Because ECs express von Willebrand factor (VWF) and acquired von Willebrand syndrome is observed in patients with MPN, the authors determined whether the Tie2-Cre/FF1 mice displayed characteristics of acquired von Willebrand syndrome. Levels of plasma VWF were normal in Tie2-Cre/FF1 mice. However, Tie2-Cre/FF1 mice displayed a significant reduction in ultralarge VWF multimers. Additionally, whole blood ristocetin-induced platelet agglutination was reduced in Tie2-Cre/FF1 mice, consistent with the defect in VWF function observed in acquired von Willebrand syndrome. Levels of ADAMTS13, which catalyzes the proteolysis of VWF into smaller multimers, were not increased in primary lung ECs isolated from Tie2-Cre/FF1 mice. The shift in VWF multimer distribution seen in Tie2-Cre/FF1 mice was not observed in either of the bone marrow transplant models. Additionally, primary lung ECs isolated from mice expressing JAK2 V617F only in ECs showed increased levels of VWF with a normal multimer pattern compared with controls. These results suggest that expression of JAK2 V617F in both hematopoietic and endothelial compartments contributes to the abnormal distribution of VWF multimers. However, transplant mice whose JAK2 V617F expression was limited to ECs showed a defective response to ristocetin. In contrast, the response to ristocetin was normal in mice expressing JAK2 V617F restricted to hematopoietic lineages.

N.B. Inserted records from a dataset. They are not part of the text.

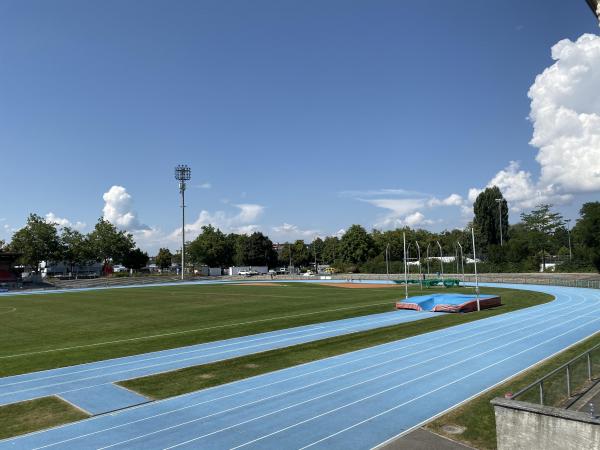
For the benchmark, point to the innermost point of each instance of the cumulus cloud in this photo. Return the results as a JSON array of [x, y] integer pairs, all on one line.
[[565, 110], [118, 209], [415, 219], [60, 221], [565, 113], [240, 222], [290, 232], [407, 211], [451, 200]]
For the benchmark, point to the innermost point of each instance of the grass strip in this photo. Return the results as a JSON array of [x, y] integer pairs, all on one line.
[[35, 415], [47, 412], [208, 375], [477, 416]]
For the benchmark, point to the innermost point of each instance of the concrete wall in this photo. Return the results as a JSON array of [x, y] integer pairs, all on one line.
[[521, 425]]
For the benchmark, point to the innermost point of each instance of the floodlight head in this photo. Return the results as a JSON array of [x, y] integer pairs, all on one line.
[[183, 172], [595, 7]]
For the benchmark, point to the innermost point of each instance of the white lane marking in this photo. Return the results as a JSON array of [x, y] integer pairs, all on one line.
[[440, 334], [324, 332], [532, 311], [444, 386], [354, 322], [395, 387], [427, 350], [34, 388], [480, 393], [191, 331], [495, 337]]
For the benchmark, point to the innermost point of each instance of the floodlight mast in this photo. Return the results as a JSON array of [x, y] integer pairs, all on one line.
[[182, 174], [499, 201]]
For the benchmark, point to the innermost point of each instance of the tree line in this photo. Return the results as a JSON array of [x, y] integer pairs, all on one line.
[[540, 235]]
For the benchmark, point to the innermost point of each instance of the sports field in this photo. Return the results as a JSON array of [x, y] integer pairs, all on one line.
[[355, 400], [47, 331]]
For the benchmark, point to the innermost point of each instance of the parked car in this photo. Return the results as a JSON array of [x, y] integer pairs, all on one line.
[[119, 268]]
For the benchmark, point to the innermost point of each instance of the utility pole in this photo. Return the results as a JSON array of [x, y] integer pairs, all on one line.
[[182, 174]]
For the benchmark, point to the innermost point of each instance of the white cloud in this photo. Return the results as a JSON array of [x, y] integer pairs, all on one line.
[[249, 212], [290, 232], [339, 233], [398, 206], [118, 209], [407, 211], [451, 200], [62, 222], [382, 192], [416, 219], [565, 112], [241, 222]]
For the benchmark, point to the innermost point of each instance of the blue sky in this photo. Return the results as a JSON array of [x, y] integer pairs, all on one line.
[[297, 117]]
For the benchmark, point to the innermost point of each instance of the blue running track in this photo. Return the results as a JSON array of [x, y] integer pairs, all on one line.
[[353, 401], [90, 386]]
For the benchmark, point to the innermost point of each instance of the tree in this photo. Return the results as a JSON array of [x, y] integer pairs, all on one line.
[[259, 250], [164, 258], [316, 250], [211, 248], [109, 243], [135, 259], [356, 245], [487, 217], [75, 248], [542, 224], [587, 231], [330, 249], [37, 241]]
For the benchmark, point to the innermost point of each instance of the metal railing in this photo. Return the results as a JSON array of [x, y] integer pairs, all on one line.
[[566, 384]]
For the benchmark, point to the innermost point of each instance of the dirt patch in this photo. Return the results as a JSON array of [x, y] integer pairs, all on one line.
[[360, 285]]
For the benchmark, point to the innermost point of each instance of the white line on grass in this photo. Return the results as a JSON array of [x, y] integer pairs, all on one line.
[[407, 382], [395, 371], [439, 334], [190, 331]]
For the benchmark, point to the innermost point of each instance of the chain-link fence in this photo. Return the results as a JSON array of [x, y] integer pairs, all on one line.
[[564, 386]]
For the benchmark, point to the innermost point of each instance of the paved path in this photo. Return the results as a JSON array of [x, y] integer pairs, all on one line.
[[90, 386], [353, 401]]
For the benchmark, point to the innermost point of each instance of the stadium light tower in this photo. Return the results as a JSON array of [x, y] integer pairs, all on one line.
[[182, 174], [499, 201], [594, 6]]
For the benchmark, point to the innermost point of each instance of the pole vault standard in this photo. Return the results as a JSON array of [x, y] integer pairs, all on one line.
[[405, 273], [441, 258], [475, 264], [462, 260], [420, 274]]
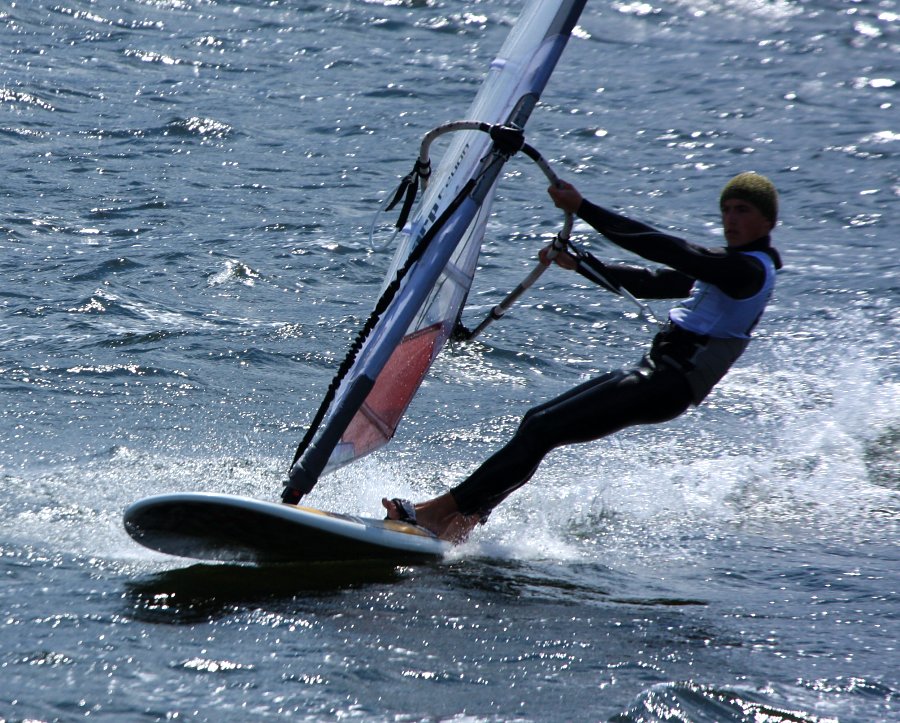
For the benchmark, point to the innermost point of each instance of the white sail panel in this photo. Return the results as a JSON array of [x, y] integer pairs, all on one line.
[[449, 224]]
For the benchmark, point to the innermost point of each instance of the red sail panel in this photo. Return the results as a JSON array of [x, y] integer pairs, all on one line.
[[377, 419]]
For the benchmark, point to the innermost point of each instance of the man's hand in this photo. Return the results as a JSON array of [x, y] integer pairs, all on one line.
[[563, 258]]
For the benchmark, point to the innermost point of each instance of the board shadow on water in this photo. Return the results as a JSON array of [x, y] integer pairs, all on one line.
[[201, 591]]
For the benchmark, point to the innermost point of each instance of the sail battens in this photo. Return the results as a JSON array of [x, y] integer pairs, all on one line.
[[444, 236]]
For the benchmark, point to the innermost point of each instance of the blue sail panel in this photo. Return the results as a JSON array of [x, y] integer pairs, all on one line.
[[394, 359]]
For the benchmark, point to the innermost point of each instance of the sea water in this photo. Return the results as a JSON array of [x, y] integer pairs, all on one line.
[[187, 194]]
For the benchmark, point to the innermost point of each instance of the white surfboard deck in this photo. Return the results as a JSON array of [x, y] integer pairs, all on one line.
[[232, 528]]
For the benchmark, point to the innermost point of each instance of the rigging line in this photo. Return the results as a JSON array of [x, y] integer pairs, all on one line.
[[559, 243]]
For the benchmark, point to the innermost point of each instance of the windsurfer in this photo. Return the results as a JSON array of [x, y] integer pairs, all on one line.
[[727, 290]]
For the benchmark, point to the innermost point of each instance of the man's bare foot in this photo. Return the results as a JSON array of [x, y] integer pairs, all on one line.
[[439, 515]]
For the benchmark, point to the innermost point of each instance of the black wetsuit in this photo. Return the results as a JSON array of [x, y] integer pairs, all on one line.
[[679, 370]]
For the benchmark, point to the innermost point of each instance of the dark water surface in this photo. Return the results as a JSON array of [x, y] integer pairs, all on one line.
[[187, 196]]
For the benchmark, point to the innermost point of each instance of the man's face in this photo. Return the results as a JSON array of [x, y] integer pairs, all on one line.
[[743, 222]]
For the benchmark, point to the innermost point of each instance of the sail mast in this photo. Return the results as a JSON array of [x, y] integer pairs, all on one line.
[[435, 264]]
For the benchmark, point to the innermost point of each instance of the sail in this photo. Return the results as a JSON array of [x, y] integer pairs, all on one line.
[[436, 257]]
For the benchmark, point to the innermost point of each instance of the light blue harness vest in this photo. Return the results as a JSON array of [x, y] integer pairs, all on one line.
[[721, 325], [711, 312]]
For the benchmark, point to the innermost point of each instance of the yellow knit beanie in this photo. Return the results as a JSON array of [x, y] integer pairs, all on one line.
[[753, 188]]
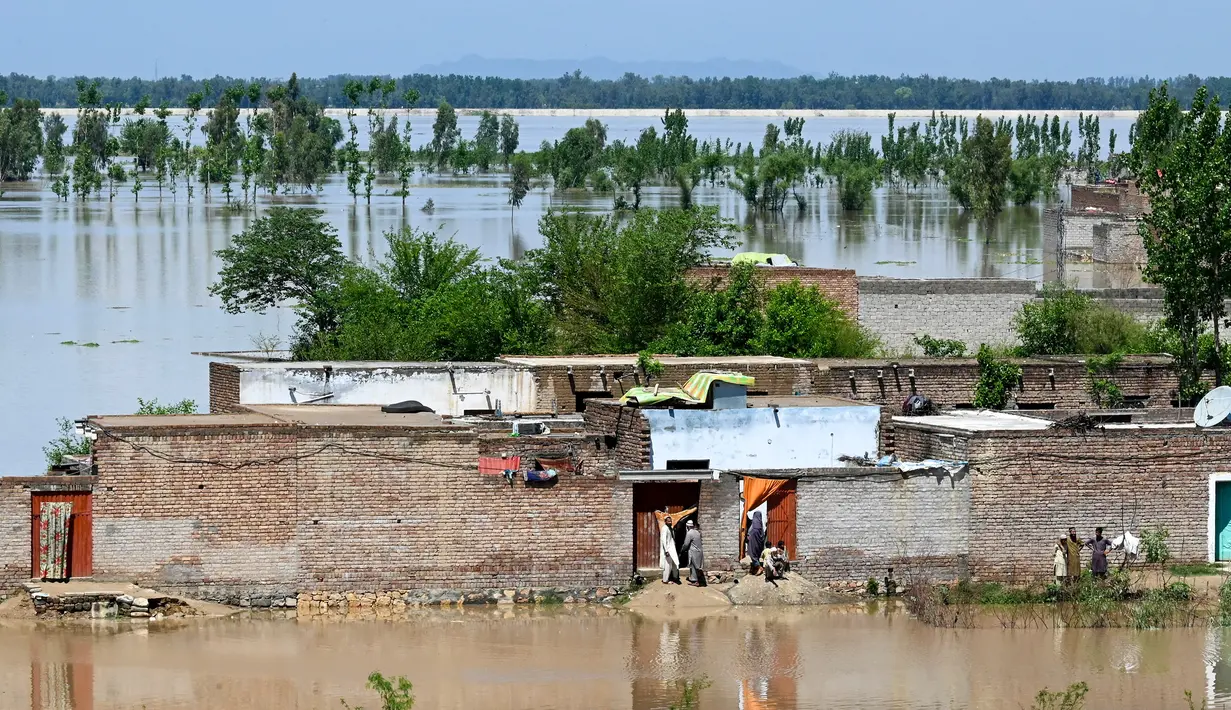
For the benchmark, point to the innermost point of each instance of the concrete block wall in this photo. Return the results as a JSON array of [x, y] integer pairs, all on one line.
[[1119, 241], [224, 388], [1028, 487], [350, 508], [840, 284], [853, 528], [974, 310], [15, 562]]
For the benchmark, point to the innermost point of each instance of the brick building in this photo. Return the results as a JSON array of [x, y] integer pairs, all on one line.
[[1032, 478], [282, 500]]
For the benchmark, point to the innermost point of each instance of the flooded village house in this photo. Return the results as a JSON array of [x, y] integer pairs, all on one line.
[[266, 500]]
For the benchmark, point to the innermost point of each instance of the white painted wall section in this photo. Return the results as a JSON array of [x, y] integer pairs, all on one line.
[[763, 437], [475, 389]]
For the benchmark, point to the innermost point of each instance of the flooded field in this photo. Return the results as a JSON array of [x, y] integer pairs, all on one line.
[[124, 283], [602, 658]]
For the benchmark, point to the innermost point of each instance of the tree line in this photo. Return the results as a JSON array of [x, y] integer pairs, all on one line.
[[598, 284], [633, 91], [275, 138]]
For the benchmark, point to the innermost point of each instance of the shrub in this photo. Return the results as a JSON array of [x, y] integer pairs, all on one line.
[[800, 321], [649, 364], [395, 693], [68, 443], [939, 347], [996, 380], [1064, 321], [153, 407], [1074, 698], [1154, 544]]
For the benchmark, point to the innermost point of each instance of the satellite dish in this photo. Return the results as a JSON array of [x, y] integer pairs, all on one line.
[[1214, 407]]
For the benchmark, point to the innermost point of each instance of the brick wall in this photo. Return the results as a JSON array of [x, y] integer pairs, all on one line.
[[224, 388], [623, 431], [840, 284], [1059, 383], [857, 527], [719, 513], [15, 564], [344, 508], [974, 310], [1028, 487], [1114, 198]]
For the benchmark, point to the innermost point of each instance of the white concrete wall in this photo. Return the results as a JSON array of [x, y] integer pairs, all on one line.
[[383, 385], [762, 438]]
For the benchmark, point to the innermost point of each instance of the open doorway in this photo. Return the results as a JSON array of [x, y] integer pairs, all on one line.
[[657, 496]]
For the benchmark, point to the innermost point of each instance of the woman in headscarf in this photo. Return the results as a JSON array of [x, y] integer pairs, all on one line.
[[755, 543], [1098, 558], [1060, 561], [696, 555], [1072, 555]]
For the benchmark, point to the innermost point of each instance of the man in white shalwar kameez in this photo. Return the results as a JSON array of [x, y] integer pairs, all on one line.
[[669, 558]]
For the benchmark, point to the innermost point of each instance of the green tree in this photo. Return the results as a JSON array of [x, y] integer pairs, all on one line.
[[486, 140], [518, 181], [616, 287], [509, 132], [1183, 164], [288, 255], [21, 139], [53, 143], [445, 134], [979, 176], [579, 154], [801, 321]]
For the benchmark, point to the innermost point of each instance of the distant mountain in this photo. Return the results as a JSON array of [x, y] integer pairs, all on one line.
[[603, 68]]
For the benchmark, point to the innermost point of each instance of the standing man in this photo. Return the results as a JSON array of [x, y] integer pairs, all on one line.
[[1072, 555], [1099, 545], [696, 555], [669, 558]]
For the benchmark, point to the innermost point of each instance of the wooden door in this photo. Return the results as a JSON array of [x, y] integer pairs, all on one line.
[[649, 497], [80, 530], [781, 524]]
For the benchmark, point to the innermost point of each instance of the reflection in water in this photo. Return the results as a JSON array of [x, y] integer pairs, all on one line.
[[586, 658], [111, 272]]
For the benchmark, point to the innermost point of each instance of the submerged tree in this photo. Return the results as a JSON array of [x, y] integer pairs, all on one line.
[[21, 138], [445, 134], [1183, 164], [979, 175]]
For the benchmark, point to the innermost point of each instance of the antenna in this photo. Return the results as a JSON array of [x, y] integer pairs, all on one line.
[[1214, 407]]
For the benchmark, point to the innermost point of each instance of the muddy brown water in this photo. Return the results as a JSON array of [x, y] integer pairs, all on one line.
[[138, 270], [600, 658]]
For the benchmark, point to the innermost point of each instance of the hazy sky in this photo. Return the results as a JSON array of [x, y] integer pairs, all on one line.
[[970, 38]]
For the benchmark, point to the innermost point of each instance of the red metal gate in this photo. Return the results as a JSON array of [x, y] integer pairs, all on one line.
[[649, 497], [781, 524], [80, 530]]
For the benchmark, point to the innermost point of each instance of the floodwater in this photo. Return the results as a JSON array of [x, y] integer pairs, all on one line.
[[601, 658], [132, 275]]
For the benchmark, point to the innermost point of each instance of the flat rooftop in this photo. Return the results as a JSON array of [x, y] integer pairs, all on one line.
[[978, 421], [367, 366], [630, 359], [273, 415]]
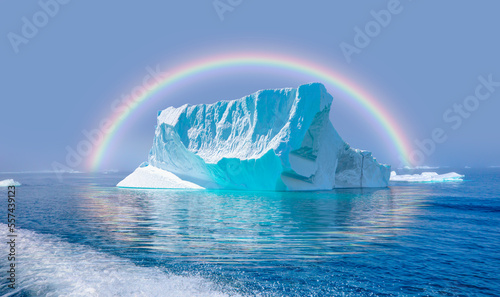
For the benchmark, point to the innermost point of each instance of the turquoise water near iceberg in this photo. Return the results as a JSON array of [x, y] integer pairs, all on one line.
[[84, 237]]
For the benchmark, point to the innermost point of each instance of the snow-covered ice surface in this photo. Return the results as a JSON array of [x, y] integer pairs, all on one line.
[[271, 140], [427, 177], [9, 182]]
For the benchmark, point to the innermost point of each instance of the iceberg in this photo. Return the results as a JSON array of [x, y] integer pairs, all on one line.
[[427, 177], [8, 183], [276, 140]]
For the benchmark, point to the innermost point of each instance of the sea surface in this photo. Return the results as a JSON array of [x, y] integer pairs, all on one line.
[[82, 236]]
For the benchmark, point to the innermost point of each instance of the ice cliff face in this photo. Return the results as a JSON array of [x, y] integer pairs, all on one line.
[[271, 140]]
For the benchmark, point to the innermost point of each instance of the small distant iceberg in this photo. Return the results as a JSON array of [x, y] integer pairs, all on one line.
[[431, 177], [147, 176], [9, 182]]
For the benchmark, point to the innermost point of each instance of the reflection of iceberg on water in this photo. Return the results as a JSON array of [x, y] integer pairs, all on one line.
[[427, 177], [271, 140]]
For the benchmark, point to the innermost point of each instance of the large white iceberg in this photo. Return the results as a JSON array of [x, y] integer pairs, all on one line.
[[271, 140], [427, 177]]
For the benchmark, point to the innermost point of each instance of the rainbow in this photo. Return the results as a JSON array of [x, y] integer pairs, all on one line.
[[327, 76]]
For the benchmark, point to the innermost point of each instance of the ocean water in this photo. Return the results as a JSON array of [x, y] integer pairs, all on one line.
[[84, 237]]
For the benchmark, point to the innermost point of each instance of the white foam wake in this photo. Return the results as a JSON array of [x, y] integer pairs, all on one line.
[[48, 266], [9, 182], [426, 177]]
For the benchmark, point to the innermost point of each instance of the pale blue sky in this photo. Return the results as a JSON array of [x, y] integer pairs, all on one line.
[[63, 77]]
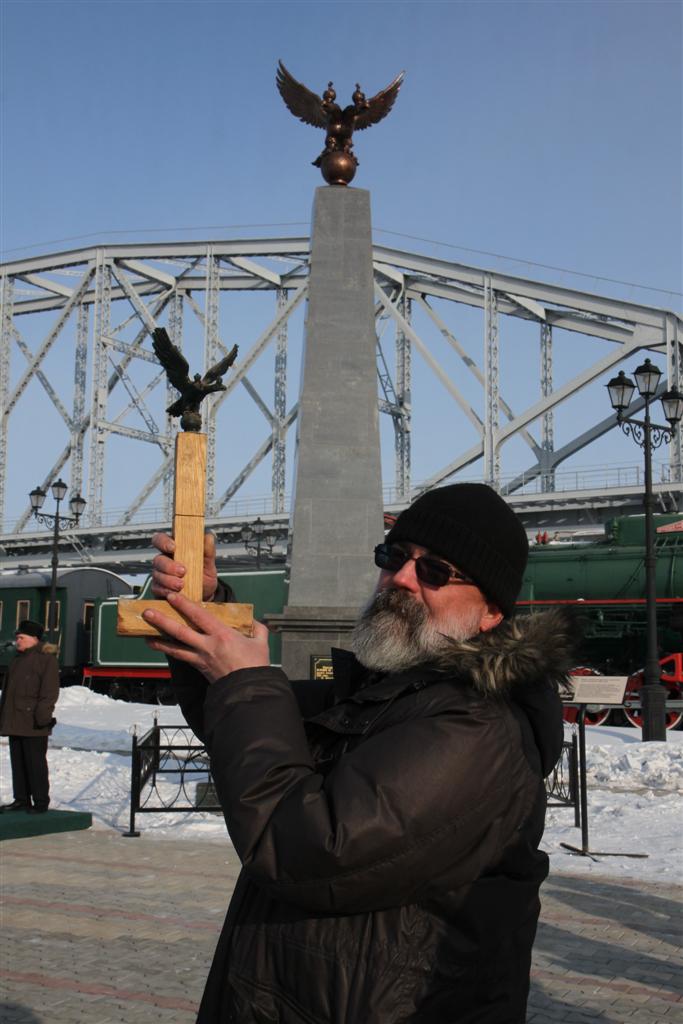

Together, the results suggest that JAK2 V617F mediated changes in EC-derived VWF processing contribute to the changes associated with acquired von Willebrand syndrome. JAK2 has been shown to mediate endothelial nitric oxide synthase activity via AKT activation. eNOS in turn has been shown to be involved in a pathways affecting the exocytosis of Weibel-Palade bodies,²  which store VWF. Additional experiments may reveal other ways in which JAK2 V617F contributes to abnormalities in EC signaling pathways involved in hemostasis.